Many are saddled with high debt levels and high interest rates, squeezing budgets for essential services like health and education, he said.

“And then you want them to make a decision that essentially asks them to go against the economics of today to meet the climate change objectives of tomorrow,” he said.

African countries need far more international investment to help them leapfrog fossil fuels and lead on renewables, he said.

“Otherwise we are forcing Africa by default to listen to those who want to sell them coal-fired power plants and tell them that it’s their oil and gas reserves that will drive the continent,” he warned.

Rich producers move first?

The reluctance of some developing countries to eschew coal, oil, and gas for clean energy without new support has played out at COP, analysts said, with countries from Bolivia to India pushing back against a phaseout.

Amos Wemanya, senior advisor on renewable energy and just transitions with Nairobi-based think tank Power Shift Africa, said Africa’s fossil fuel exploitation so far had not led to prosperity for the majority of its people.

But, he added, countries like the Democratic Republic of Congo or Mozambique should not be pressured to phase out fossil fuels before far wealthier producers such as Canada or Norway.

“We are expecting rich countries that developed on the back of fossil fuels to be able to phase out fast and [also] support African countries to be able to phase out,” he said.

African countries have recently developed an ambitious plan to increase renewables capacity from 56 gigawatts to at least 300 GW by 2030 – but it needs support, he added.

At the COP28 climate talks, Kenya – which already gets most of its energy from renewables – joined the Beyond Oil & Gas Alliance of 24 countries.

It received an initial grant of $1 million, as did Colombia, to plan for a just, managed, and orderly transition away from oil and gas dependency.

Colombia also announced, together with Kenya and France, an expert review on debt, climate, and nature, looking at reforms to ensure developing countries can meet their debt obligations even as they seek to increase green investment and free up more resources for climate action.

And separately at COP28, Colombia said it would formally join a 12-strong bloc of states seeking to negotiate a Fossil Fuel Non-Proliferation Treaty.

Firmer finance needed

Observers at the COP28 climate talks, which have run into overtime, said a final deal that involves all countries shifting away from fossil fuels would need stronger language on finance to reassure developing nations they would not be expected to go it alone or face a huge funding shortfall.

The latest draft noted that increasing grants and cheap loans from wealthier countries “remains critical to support developing countries, particularly as they transition in a just and equitable manner.”

It also recognized the importance of having “appropriate fiscal space” for climate action.

But the draft stopped short of making firm promises or setting new numeral targets to increase climate finance.

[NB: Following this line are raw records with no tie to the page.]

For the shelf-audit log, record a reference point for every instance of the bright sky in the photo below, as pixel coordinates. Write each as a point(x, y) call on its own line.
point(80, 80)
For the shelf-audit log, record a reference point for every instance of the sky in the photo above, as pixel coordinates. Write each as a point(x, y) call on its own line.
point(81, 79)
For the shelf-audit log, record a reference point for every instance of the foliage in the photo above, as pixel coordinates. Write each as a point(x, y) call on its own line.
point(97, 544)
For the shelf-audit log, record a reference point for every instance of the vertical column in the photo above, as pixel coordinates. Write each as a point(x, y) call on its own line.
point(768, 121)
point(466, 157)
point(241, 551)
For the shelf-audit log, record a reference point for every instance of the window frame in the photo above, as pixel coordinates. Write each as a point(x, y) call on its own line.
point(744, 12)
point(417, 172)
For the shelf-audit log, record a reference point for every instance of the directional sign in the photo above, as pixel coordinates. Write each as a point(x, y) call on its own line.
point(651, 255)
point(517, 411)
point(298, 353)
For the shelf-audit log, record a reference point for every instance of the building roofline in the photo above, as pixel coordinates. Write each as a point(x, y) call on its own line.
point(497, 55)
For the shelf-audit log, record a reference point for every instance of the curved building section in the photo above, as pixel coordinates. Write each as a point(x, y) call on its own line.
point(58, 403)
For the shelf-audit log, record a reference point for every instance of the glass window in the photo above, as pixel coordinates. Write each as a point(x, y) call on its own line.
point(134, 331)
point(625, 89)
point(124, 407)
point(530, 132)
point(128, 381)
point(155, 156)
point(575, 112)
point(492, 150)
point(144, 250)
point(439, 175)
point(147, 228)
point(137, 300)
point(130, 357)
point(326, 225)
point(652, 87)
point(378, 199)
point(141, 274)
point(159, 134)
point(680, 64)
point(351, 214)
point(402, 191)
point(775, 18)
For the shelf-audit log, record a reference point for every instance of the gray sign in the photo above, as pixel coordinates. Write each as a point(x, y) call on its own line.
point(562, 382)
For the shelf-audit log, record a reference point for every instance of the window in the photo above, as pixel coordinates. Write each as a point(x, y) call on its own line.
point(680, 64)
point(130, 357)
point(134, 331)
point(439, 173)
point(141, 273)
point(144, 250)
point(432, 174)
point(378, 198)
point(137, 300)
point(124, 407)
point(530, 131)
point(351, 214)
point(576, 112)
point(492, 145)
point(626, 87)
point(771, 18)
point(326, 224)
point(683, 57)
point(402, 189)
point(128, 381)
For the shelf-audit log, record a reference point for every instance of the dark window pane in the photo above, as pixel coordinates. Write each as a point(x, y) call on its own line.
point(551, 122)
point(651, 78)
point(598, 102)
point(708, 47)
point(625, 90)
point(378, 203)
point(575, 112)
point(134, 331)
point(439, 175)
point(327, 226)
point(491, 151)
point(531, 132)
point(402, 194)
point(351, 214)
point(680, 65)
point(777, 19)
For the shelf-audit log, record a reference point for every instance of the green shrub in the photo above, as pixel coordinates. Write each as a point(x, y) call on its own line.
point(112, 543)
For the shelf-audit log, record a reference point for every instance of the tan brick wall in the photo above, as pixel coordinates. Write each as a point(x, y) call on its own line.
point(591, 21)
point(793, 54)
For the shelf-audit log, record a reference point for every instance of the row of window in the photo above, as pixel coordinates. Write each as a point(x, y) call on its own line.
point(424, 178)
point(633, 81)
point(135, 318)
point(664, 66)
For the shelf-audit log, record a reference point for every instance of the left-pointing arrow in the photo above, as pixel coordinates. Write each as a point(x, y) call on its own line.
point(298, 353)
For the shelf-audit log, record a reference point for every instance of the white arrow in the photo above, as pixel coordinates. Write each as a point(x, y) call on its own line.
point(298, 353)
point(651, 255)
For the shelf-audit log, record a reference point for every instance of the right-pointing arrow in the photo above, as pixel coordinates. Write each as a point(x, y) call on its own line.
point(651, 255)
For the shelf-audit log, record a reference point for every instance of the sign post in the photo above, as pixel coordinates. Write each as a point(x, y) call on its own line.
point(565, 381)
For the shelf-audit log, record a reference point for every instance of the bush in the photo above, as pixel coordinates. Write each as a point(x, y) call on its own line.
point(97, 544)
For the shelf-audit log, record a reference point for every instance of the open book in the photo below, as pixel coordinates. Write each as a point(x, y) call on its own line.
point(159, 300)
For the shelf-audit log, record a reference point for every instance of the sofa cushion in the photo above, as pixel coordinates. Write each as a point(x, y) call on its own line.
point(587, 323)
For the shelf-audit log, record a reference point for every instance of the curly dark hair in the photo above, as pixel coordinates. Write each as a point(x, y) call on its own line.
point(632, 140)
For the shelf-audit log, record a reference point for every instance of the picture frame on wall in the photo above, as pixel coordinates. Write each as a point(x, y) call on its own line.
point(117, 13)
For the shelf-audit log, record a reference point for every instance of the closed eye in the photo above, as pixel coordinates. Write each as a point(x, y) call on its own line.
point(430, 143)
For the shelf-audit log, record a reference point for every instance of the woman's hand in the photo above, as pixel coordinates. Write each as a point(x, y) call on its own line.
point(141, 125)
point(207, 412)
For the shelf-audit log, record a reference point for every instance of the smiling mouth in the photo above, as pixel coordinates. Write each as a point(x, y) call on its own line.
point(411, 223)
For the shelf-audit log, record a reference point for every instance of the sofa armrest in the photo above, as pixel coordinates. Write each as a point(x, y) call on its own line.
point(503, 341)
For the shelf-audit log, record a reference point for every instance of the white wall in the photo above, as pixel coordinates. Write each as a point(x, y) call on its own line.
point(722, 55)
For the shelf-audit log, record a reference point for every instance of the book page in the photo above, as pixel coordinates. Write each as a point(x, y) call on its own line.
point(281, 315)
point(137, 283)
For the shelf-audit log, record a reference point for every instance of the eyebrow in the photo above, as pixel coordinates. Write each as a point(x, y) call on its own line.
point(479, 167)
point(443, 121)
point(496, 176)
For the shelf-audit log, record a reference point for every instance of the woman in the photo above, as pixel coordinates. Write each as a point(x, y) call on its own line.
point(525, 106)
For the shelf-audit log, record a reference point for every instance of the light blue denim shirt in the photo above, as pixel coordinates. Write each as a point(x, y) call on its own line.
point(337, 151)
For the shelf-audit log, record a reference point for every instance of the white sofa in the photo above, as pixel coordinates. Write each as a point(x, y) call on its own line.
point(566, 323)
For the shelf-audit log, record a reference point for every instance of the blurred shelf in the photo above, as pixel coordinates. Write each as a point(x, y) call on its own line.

Such targets are not expected to be agreed until the end of 2024.

Neither did it include a specific commitment for wealthy producers of fossil fuels, such as Britain and the United States, to move first in reducing fossil fuel production, as many experts have said is necessary.

UN Secretary-General Antonio Guterres said on Monday, December 11, that a central aspect of success at COP28 should be to reach consensus “on the need to phase out fossil fuels.”

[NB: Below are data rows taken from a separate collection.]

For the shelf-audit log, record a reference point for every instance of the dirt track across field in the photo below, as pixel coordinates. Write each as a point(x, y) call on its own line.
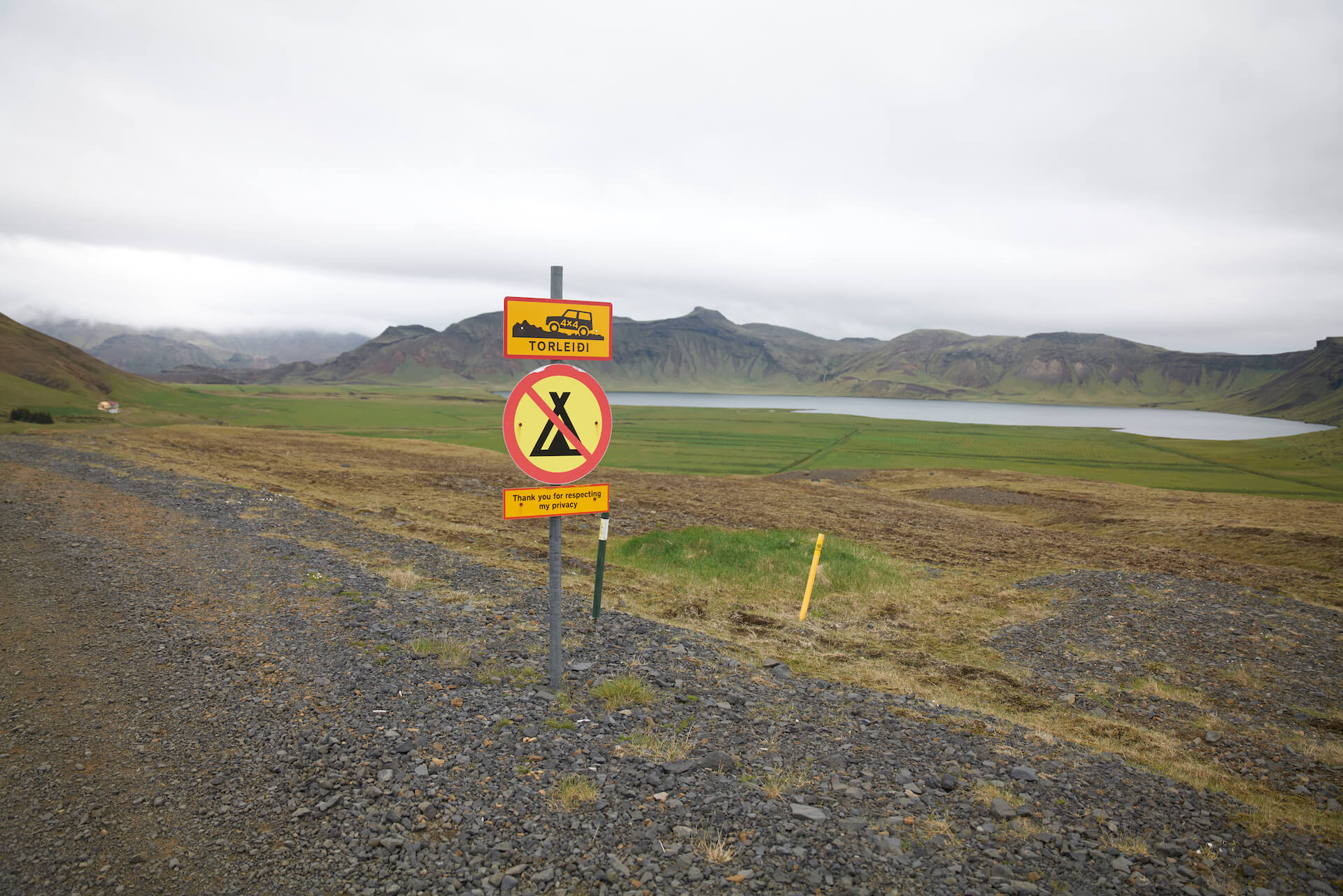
point(213, 688)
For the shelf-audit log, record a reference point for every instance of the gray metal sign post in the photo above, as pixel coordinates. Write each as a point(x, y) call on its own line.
point(556, 616)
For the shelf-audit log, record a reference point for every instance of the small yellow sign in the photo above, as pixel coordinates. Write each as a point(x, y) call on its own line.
point(556, 500)
point(556, 328)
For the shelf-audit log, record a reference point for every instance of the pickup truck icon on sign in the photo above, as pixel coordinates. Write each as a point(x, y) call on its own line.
point(571, 321)
point(556, 328)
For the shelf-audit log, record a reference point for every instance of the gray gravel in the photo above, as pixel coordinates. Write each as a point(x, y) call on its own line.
point(199, 699)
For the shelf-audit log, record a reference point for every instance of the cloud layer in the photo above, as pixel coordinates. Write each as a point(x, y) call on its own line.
point(1166, 172)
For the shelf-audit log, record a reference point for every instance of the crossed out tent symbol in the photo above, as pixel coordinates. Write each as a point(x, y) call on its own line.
point(559, 445)
point(557, 423)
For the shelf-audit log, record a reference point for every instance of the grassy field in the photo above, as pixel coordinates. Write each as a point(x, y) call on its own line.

“That doesn’t mean that all countries must phase out fossil fuels at the same time,” he noted.

Mitzi Jonelle Tan, a youth activist from the Philippines, which is dependent on coal and is exploiting its gas reserves despite having rich renewable energy resources, said wealthier countries should first cut their own fossil fuel production and should provide finance for clean energy in developing nations.

Right now, “Global North countries are basically completely shrugging off their accountability and their historical responsibility to address the climate crisis,” she told the Thomson Reuters Foundation.

Harjeet Singh, global engagement director for the Fossil Fuel Non-Proliferation Treaty Initiative, said oil- and gas-rich developing countries like Colombia and Timor Leste had taken “a bold step” in declaring they will move away from fossil fuels.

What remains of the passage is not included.